Hari pernikahan tiba. Lastri didandani sedemikian rupa sehingga sama sekali tidak mirip dirinya. Lastri terpaksa menurut. Juragan Minto membisikkan sebuah kalimat yang sangat mengerikan di telinganya ketika dia memberontak hebat saat mau didandani.
“Marni yang cantik akan menjadi penggantimu jika kau tetap menolak upacara pernikahan ini terjadi. Setelah itu Marni akan menjadi penghuni dasar kali Mayang di desa ini. Kau tidak mau itu terjadi kan?” Lastri hanya bisa mengangguk sambil menggigit bibirnya menahan amarah luar biasa.
----
Upacara pernikahan sangat meriah sore harinya. Lastri mengikuti semua tahapan seperti boneka. Bahkan Pak Modin pun telah disuap Juragan Minto sehingga tidak bertanya tanya siapa nama pengantin putrinya, mana walinya dan sebagainya.
Tamu tamu undangan mengalir di malam harinya. Semua orang menyukai pertunjukan setelah upacara pernikahan. Hiburan gratis, makanan gratis, gadis gadis penari cantik. Apalagi?
Lastri berdebar debar menunggu tengah malam. Menunggu saat saat kematiannya. Dia tidak akan sudi disentuh orang gila itu. Dia hanya berharap sebelum diseret masuk kamar pengantin, dia berharap masih sempat melihat Marni di antara para penonton pertunjukan tarian. Lastri duduk di kursi pengantin bersama Juragan Minto yang berseri seri gembira.
Pertunjukan dimulai. Suara gamelan mengalun lembut lalu menghentak hentak. Melembut lagi. menghentak lagi. Beberapa penari muda muncul menarikan tarian mahabarata. Menggambarkan peperangan baratayudha yang membangkitkan gemuruh peperangan keadilan melawan kebatilan. Penonton terkesima.

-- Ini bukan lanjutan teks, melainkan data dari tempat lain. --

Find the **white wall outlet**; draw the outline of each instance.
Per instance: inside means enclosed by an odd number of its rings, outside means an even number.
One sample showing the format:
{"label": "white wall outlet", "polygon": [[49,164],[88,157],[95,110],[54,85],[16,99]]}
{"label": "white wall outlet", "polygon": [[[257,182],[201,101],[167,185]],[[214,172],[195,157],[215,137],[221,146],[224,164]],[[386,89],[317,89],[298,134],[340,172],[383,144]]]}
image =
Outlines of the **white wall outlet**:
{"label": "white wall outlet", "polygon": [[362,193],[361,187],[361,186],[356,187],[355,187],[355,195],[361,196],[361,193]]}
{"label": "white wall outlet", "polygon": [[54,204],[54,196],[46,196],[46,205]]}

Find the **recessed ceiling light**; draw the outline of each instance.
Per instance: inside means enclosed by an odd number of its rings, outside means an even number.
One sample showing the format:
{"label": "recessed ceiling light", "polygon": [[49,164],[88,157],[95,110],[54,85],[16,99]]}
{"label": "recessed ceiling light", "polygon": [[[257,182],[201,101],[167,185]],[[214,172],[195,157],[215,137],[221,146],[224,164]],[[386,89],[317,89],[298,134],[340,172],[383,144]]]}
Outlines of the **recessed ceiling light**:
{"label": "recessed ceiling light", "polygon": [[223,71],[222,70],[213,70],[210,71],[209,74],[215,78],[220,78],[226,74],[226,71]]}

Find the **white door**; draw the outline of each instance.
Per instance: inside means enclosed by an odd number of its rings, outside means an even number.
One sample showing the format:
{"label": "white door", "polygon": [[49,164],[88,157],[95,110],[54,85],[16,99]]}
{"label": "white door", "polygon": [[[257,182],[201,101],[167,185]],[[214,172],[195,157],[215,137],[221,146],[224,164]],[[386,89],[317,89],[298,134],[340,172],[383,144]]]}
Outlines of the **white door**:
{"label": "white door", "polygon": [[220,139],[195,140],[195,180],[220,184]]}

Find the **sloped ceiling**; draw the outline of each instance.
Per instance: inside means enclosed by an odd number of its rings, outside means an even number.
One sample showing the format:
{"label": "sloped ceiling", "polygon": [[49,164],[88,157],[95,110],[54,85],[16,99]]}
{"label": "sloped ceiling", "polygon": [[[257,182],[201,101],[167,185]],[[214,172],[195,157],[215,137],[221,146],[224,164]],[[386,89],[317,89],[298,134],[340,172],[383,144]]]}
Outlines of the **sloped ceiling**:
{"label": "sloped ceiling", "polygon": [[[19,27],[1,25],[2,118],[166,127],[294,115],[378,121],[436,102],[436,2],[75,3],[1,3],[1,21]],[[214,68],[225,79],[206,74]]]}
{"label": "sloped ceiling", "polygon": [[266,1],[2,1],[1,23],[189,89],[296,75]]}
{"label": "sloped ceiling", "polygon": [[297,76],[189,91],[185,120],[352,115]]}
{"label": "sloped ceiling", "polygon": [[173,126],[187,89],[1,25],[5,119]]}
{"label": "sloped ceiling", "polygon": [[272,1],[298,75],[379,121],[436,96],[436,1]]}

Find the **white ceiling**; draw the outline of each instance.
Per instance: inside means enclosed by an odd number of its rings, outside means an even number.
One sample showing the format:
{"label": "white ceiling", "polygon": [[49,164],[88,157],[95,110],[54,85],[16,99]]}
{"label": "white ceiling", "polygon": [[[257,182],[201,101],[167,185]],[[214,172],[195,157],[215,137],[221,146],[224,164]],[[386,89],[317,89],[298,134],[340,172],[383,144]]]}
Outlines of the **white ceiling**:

Tarian ini begitu rancak dan membangkitkan semangat.
Menjelang tengah malam, puncak acara pertunjukan akhirnya tiba. Seorang wanita penari keluar. Sastri! Idola kedua setelah Lastri. Suara riuh penonton tiba tiba berhenti. Ini tarian mistis yang diiringi oleh gending Lingsir Wengi. Sastri sepertinya sengaja memilih tari dan gending ini agar tepat dengan suasana tengah malam yang melingkupi.
Wanita penari itu meliukkan tubuhnya mengikuti irama gamelan. Begitu gemulai. Begitu sempurna. Dunia seperti sedang berada dalam genggamannya. Saat dia melemparkan kerling misterius, angin berpusar menuju ke arahnya. Ketika dia mengayunkan selendangnya ke udara, tak sedikit daun daun di halaman rumah Juragan Minto luruh dari pohonnya. Waktu dia menggerakkan kaki tangan dan membuatnya seirama, serempak jantung para penonton berhenti berdetak.
Lastri terpana. Sastri sungguh luar biasa. Tariannya menciptakan magis yang luar biasa. Mengapa orang orang selama ini lebih memilih dia dibanding Sastri. Padahal jelas jelas Lastri jauh lebih memikat dan bernyawa tariannya dibanding dia. Mendadak Lastri menautkan kedua asli matanya yang indah. Kebaya itu! kebaya itu adalah kebaya robek yang disimpan sebagai pusaka di rumahnya! Terlihat jelas robekan itu di bagian dada. Persis miliknya!
----
Mendekati puncak tarian, suasana semakin miris. Tanpa disadari oleh siapapun. Gending Lingsir Wengi yang ditembangkan oleh Sastri sambil menari, menyedot jiwa orang orang. Semua orang hanya merasakan merinding tidak berkesudahan. Lastri sendiri harus menutup telinganya agar tidak terbawa hawa yang mengerikan ini.
Lastri menyaksikan betapa orang orang yang tidak kuat batinnya berdiri dan menari mengikuti Sastri. Hanya beberapa orang masih kuat duduk, namun menutupi telinga mereka sekuatnya. Orang orang yang terpengaruh tarian dan gending itu berjalan lambat menuju panggung. Mata mereka kosong. Gerak tubuhnya kaku kaku seperti mayat hidup. Tangan mereka terentang di depan tubuh membentuk cakar. Menakutkan! Lastri bergidik.
Puluhan orang bermata kosong menaiki panggung. Melewati Sastri yang masih menari dan menembangkan gending Lingsir Wengi berulang ulang. Puluhan tubuh kaku itu langsung menuju ke belakang panggung dimana pelaminan berada. Puluhan cakar cakar mengancam itu mengarah ke leher Juragan Minto dan beberapa pengawal raksasanya yang pucat pasi ketakutan.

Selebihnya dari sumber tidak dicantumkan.